Sebagaimana pernah saya singgung dalam refleksi sebelumnya, bahwa al-Qur’an dalam batas tertentu agaknya bisa diibaratkan sebagai hutan lebat. Karenanya, tanpa pengetahuan yang memadai, boleh jadi kita akan tersesat di dalamnya. Tersesat yang saya maksud di sini adalah kesalahpahaman dalam memahami al-Qur’an.
Salah satu penyebab dari kesalahpahaman tersebut adalah parsialisme.
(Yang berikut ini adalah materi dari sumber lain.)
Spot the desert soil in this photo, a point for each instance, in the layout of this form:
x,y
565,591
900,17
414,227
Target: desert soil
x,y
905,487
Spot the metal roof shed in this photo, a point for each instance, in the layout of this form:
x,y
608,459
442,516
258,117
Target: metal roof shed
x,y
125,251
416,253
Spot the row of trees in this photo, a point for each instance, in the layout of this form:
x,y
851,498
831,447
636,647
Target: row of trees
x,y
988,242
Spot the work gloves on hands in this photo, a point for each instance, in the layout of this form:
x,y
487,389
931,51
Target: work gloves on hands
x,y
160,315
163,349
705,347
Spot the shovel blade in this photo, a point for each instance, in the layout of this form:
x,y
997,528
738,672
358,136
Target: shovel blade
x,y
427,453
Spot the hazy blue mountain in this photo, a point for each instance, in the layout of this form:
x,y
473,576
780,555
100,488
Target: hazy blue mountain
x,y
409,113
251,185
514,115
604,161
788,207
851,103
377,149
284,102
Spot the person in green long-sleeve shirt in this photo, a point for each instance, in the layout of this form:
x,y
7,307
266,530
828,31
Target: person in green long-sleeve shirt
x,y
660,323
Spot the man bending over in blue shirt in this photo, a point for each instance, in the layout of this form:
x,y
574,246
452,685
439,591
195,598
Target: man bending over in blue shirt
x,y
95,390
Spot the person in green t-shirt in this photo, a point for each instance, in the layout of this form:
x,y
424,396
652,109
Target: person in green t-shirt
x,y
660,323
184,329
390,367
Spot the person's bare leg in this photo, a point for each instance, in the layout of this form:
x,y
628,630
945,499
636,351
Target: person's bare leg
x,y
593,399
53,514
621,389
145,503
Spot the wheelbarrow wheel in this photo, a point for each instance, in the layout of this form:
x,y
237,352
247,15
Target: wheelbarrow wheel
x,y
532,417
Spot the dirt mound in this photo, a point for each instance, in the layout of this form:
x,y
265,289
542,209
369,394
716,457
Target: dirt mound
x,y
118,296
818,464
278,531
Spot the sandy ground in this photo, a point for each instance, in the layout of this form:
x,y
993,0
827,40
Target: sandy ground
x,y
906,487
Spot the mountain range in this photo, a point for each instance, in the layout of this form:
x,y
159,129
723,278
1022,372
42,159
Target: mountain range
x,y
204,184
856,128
Tidak jarang kita menarik kesimpulan tentang satu topik tertentu hanya dari satu ayat, tanpa berusaha untuk mengonsolidasikan dengan ayat-ayat lain yang berbicara topik serupa. Walakin, apa yang ingin saya katakan di sini adalah bahwa pemahaman parsial tersebut tidak lantas salah, namun lebih pada rentan salah. Terutama ketika ia bersinggungan dengan topik yang melibatkan ayat-ayat dengan topik serupa namun masing-masing menampilkan kesan yang tampak berbeda antara satu dengan lainnya. Karena itu, pemahaman yang integral alias utuh menjadi sebuah keniscayaan.
Dalam konteks ini, penggunaan al-Qur’an terhadap dua istilah, yaitu zakat dan sadaqah, agaknya bisa menjadi contoh. Sebagian sarjana menyatakan bahwa dua istilah tersebut merujuk pada makna yang sama. Zakat ya sadaqah dan sadaqah ya zakat. Tapi penjelasan seperti ini, pada diri saya pribadi, kurang memuaskan. Satu penalaran sederhana adalah: apa iya al-Qur’an yang demikian ringkas dan bernas menggunakan dua kata berbeda untuk satu entitas makna yang sama seratus persen?
Kita tentu saja tidak mengingkari kedua istilah tersebut berbagi ruang makna yang sama. Namun, dengan digunakannya dua istilah tersebut, keduanya saya pikir pasti punya maqsad, alias tujuan. Karena itu, di samping ruang yang sama, keduanya sudah semestinya menyisakan bilik mana yang berbeda antara satu dengan lainnya. Nah, bilik itulah yang sedang kita cari.
Pada titik ini, al-Qaradlawi memberikan satu pandangan bahwa istilah yang pertama kali digunakan secara historis adalah zakat. Hal ini tercermin bahwa kata zakat terdapat dalam sekian banyak ayat-ayat Makkiyyah. Penggunaan tersebut kemudian berubah menjadi sadaqah di mana hal ini ditunjukkan pada “sumrambah”-nya kata sadaqah dalam ayat-ayat Madaniyyah.[1]
Pertanyaan selanjutnya adalah: jika analisis di atas dapat dibenarkan, apa yang kemudian menyebabkan al-Qur’an mengubah redaksi dari sadaqah pada periode Makkah ke zakat pada periode Madinah? Apa perbedaan kondisi antara Makkah dan Madinah sehingga ia mungkin menjadi penyebab perubahan tersebut? Jawaban atas pertanyaan ini akan membantu kita menangkap secara utuh apa makna sesungguhnya dari apa yang kita pahami sebagai zakat dan lebih luas dari itu yaitu struktur jaminan sosial (takaful ijtima’i) dalam Islam.
[1] Yūsuf al-Qaraḍāwī, Fiqh Al-Zakāh: Dirāsah Muqāranah Li Aḥkāmihā Wa Falsafatihā Fī Ḍaw al-Qur’ān Wa al-Sunnah, vol. 1 (Beirut: Mu’assah al-Risālah, 1973), 40.